Facebook Inc Vice President of Global Affairs, Nick Clegg, said on Sunday in a CNN interview that the Menlo Park, California-headquartered social networking monolith would set off a new course of action aimed at turning teens away from harmful contents, as US lawmakers kept slapping the social networking giant on potential impacts of Facebook and its subsidiaries like of Instagram over the teens’ mental health.

Aside from that, speaking in a CNN program “State of the Union,” Clegg had shared a concept of further flexibility in regulators’ access to Facebook algorithms which are usually exploited to amp up contents, however, Clegg also had said he would not be able to answer whether Facebook Inc’s algorithm had encouraged the mob who had attacked the US Capitol on January 6.

In point of fact, latest remarks from Clegg came forth just days after a former Facebook employee who turned to a whistleblower, Frances Haugen, had testified about Facebook Inc’s role in Capitol Hill riot and how the social media giant had been stimulating people to post harmful contents, eventually stabbing young people’s mental health.

Haugen left Facebook Inc back in May this year.

Facebook says will try to nudge young people away from harmful contents

Meanwhile, Clegg added Facebook Inc’s algorithms should be held accountable by regulation, if necessary.
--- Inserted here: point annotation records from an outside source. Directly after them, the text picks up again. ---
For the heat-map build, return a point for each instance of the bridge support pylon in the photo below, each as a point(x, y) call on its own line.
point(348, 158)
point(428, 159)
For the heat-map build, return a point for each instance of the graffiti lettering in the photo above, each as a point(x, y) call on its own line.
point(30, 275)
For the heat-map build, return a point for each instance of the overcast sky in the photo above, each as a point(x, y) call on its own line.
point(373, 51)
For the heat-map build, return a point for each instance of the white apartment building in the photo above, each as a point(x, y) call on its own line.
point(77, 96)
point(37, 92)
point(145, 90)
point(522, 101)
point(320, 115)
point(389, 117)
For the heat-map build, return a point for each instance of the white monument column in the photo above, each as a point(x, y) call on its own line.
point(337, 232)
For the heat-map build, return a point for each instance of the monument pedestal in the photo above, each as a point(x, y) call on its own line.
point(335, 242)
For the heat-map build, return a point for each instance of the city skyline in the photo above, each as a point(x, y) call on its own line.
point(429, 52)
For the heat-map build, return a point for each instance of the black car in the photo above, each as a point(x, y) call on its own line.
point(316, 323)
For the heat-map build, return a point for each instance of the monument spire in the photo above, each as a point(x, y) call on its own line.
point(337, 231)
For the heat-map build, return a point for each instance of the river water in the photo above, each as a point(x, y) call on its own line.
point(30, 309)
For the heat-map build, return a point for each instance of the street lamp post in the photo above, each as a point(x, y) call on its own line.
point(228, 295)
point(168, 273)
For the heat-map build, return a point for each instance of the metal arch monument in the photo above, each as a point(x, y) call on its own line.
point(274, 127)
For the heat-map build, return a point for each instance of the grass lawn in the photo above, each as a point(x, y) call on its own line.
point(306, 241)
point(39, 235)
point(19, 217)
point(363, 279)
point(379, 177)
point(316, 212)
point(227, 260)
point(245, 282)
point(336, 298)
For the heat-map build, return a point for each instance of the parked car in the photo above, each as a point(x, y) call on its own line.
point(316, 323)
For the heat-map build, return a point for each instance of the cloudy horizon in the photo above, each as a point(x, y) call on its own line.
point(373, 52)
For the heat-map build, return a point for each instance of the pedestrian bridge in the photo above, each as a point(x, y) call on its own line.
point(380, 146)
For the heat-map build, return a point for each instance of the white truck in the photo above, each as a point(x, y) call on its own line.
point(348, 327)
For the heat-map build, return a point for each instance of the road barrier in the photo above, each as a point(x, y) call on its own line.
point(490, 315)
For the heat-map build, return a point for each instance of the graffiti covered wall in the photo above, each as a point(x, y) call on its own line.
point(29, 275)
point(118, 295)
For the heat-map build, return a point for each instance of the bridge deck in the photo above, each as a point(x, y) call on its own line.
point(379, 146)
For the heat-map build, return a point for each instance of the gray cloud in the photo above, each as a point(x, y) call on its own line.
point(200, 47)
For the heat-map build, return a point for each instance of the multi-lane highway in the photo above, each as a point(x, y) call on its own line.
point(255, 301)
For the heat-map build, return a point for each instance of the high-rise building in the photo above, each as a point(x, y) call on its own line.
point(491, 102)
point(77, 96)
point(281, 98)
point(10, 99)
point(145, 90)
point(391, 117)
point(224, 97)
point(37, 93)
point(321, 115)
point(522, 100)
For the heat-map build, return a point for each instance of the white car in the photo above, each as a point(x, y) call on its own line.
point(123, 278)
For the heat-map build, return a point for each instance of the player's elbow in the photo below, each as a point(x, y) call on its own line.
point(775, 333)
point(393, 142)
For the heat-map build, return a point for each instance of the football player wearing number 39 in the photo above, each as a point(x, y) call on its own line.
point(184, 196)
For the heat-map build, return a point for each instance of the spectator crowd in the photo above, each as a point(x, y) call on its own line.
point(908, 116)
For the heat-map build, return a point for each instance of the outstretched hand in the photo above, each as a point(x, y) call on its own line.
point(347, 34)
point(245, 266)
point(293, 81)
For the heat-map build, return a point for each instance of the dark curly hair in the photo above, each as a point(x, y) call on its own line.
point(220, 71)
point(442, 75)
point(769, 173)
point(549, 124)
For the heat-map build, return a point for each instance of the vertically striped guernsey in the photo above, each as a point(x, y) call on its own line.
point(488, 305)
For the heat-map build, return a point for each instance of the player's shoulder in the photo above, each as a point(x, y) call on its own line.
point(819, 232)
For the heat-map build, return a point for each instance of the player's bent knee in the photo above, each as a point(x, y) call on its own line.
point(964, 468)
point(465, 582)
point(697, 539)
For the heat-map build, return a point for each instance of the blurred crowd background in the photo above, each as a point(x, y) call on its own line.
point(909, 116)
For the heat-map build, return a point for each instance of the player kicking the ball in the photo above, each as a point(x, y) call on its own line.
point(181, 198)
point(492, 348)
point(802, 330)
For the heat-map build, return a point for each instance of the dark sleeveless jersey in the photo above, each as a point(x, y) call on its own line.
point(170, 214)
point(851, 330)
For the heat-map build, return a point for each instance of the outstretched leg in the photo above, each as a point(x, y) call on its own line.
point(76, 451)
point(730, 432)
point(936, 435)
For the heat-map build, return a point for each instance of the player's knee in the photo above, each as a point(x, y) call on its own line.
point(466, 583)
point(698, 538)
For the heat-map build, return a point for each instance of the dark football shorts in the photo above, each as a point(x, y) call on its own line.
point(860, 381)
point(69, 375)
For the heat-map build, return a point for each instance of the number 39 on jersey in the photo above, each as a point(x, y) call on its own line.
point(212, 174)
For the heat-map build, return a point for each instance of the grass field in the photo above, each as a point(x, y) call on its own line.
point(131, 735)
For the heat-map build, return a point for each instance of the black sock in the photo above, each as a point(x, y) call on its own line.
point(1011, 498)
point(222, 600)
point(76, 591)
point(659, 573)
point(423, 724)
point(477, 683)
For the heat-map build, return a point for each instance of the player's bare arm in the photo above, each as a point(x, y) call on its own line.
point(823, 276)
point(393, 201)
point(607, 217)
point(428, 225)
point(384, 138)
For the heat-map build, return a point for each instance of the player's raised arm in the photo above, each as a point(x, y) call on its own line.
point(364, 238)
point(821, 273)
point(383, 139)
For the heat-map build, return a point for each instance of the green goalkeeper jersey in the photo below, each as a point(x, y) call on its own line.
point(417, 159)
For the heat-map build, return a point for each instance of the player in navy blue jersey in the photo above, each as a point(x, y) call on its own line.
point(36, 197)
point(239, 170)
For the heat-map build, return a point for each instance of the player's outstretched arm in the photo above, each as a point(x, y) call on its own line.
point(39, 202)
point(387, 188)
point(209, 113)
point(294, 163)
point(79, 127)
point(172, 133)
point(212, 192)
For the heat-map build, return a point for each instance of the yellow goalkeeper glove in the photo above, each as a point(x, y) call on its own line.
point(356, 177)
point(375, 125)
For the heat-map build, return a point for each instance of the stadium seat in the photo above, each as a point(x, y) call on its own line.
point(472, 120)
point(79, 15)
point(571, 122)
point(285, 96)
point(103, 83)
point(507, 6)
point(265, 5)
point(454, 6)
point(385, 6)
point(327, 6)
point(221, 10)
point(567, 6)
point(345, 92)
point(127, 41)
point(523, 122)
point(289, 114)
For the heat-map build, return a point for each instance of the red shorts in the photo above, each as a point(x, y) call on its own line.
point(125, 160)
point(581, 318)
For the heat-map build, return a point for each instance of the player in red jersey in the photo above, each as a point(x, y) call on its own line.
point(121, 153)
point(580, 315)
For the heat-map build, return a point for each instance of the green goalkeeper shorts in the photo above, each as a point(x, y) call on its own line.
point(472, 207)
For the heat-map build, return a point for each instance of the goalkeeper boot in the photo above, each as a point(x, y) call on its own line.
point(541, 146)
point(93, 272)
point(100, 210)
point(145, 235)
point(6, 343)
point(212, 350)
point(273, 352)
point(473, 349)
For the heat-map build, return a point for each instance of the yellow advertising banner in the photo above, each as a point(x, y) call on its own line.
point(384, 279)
Besides, Clegg said in Sunday’s interview with CNN, “We're going to introduce something which I think will make a considerable difference, which is where our systems see that the teenager is looking at the same content over and over again and its content which may not be conducive to their well-being, we will nudge them to look at other content.

We're introducing something called, 'take a break,' where we will be prompting teens to just simply just take a break from using Instagram,” illustrating a likely vague attempt to fend off sharp criticisms from a flurry of lawmakers and activists, suggested analyst.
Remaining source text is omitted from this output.